Re: SCSU implementations

From: Doug Ewell (dewell@compuserve.com)
Date: Tue Apr 11 2000 - 10:49:06 EDT


Asmus Freytag <asmusf@ix.netcom.com> wrote:

>> By using all eight windows/registers, I could sometimes beat the Java
>> reference code in terms of output SCSU when the source text used more
>> than one range of Unicode outside of the predefined ranges.
>
> I would love to learn of a realistic scenario where this situation
> occurs. It's trivially possible to generate test strings that work to
> the strenghts (or design features) of a given compressor, but the task
> is to create one that works well with real-life text.

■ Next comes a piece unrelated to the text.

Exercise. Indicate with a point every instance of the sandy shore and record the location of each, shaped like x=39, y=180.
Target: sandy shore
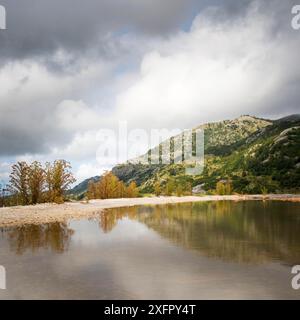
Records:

Well, Adrian did say "sometimes."

I just added limited use of static windows to my encoder and found that
it encodes the Japanese example in the TR in 181 bytes, which is not as
good as the 178 shown in the TR, but BETTER than the 182 that the "more
details" page claims for the reference encoder. (Is this a problem in
the report, that these two references disagree?) As far as I can tell,
I have not optimized my encoder for Japanese text to any great extent.

Naturally, I was delighted to see that I had achieved such good
compression compared to the amount of work I did.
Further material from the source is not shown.